Kılıç yarası...

Bir telefon... Söylemekle söylememek arasında gidip gelmeler... Yutkunmalar... Sonra "acı haber":

- Altemur Kılıç'ı kaybettik!

Kılıç yarası gibi;

"Beklenen" ölüm yokmuş demek ki...

Her ölüm "erken"miş sahi...

***

Velhasıl, aynen böyle oldu;

Altemur Kılıç hayatını kaybetmedi; o uçmağa vardı. Kaybeden biziz.

Doğruları biraz daha kaybettik.

Mertliği biraz daha kaybettik.

Cesareti biraz daha kaybettik.

Amansızlığı, amasızlığı biraz daha kaybettik.

Heyecanı biraz daha kaybettik;

90 yaşına vardığımızda kaçımız 20'lik bir dimağla, enerjiyle, inançla, en önemlisi "hâlâ diri tutabildiğimiz" umutlarla kalem savaşı verebiliyor olacağız acaba.

O verdi.

Kendisi verdiği gibi bizim caydığımızı hissettiği anlarda, hiç gocunmadan, bunu iş, görev belleyip "böyle gitmeyeceğine", "bir şeyleri değiştirmenin elimizde olduğuna" inandırma seansları düzenledi bize uzun telefon konuşmalarında...

Övgüyle... Takdirle... Gururlandırarak... Onurlandırarak... Bu sıfatların bir kere yüklendiği kaleme halel getirmeme sorumluluğunu yükleyerek omuzlarımıza; dik durmaya mahkum eden büyüklerimden biriydi -dikse sahiden kalemim- kendi adıma beni...

Minnettarım.

Çok özleyecek, çok arayacağım...

Ve "hayat"ın bir "olmak ya da olmamak savaşı" olduğu uyarısını hiç unutmayacağım;

"Evet, hayat bir mücadeledir, herkes için. Ya tehlikeleri göze alıp mücadele eder ve makus talihinizi yenersiniz. Ya da yenik düşersiniz..."

Ya olursunuz, ya da olmaz...

Söz veriyorum Altemur Amca, elim şu kalemi tuttuğu müddetçe "olmak" için olacak uğraşım...

***

Sen de mi Brütüs(!)

-----

Altemur Kılıç, son yazılarından birinde yazmıştı:

"Tarih boyunca her ülkenin kendine has hainleri, küstahları ve 'Brütüs'leri çıkmıştır ve çıkacaktır da..."

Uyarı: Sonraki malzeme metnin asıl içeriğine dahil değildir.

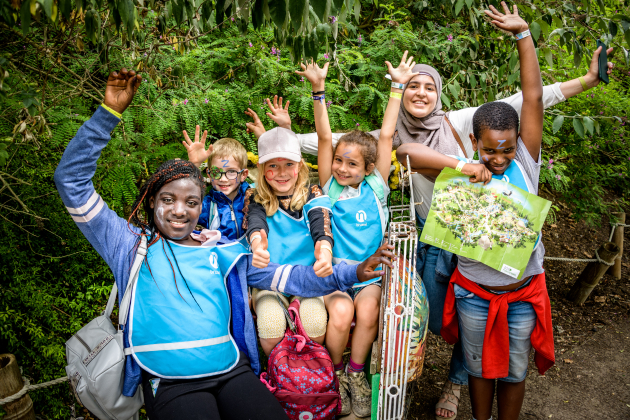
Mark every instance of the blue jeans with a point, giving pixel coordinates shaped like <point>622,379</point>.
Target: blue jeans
<point>435,266</point>
<point>472,314</point>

Asıl olan sizin Brütüs'lere "sen de mi" demekten başka ne yaptığınızda!

***

Yassıada mağduruydu

------

"Kılıç Ali'nin oğlu olmak" suçundan çok hakarete, saldırıya uğramışlığı vardır Altemur Amca'nın...

Saldırganlarının çoğu siyaseten Menderes'in gömleğine sarılırlar ama ne hikmetse Altemur Kılıç'ın da Menderes ve arkadaşlarıyla birlikte Yassıada'da yargılanmış "orantısız demokrasi mağdurları(!)"ndan olduğu gerçeğini atlarlar.

***

Nasihat...

--------

Şeyh Edebali'nin Osman Gazi'ye nasihatı kadar süksesi olur mu bilmem malum çevrelerde...

Misli Baydoğan'ın yeni kitabı Hû Diyen Karga'daki "Selçuklu Hikayeleri"nden aktarıyorum, buyurun bu da Dukak Bey'in oğlu Selçuk (Bey)'a nasihatı:

 "Bir gün gelir ki iki nehrin arasına inmek istersin. Sulak ovaları, gür ormanları, besili hayvanları özlersin. Kendi adınla, kendi ilini yurt tutmaya, tuttuğunu dikmeye, soyunu soylamaya, boyunu boylamaya niyetlenirsin. Bilesin ki il tutmak sade kılıç zoruyla, kol gücüyle olmaz. Güney illeri artık İslam halifesinin ordularına komşudur. Onlar sade komşu değil, halifenin yolunda gaza edenlerdendir. Güneye bir yapı gibi inersen, halifenin Tanrısına da savaş açmış olursun. Bir Tanrı karşısında kılıçla kazanılacak zafer yoktur. Bunu düşün ve Tanrı ile savaşmadan il tutmanın yolunu bul."

Ne dersiniz, güneyimizde, güneydoğumuzda, doğumuzda haritaları insanların inançlarını kılıçla yenerek değiştirmeye yeltenenlere ibret olur mu bugünlerde?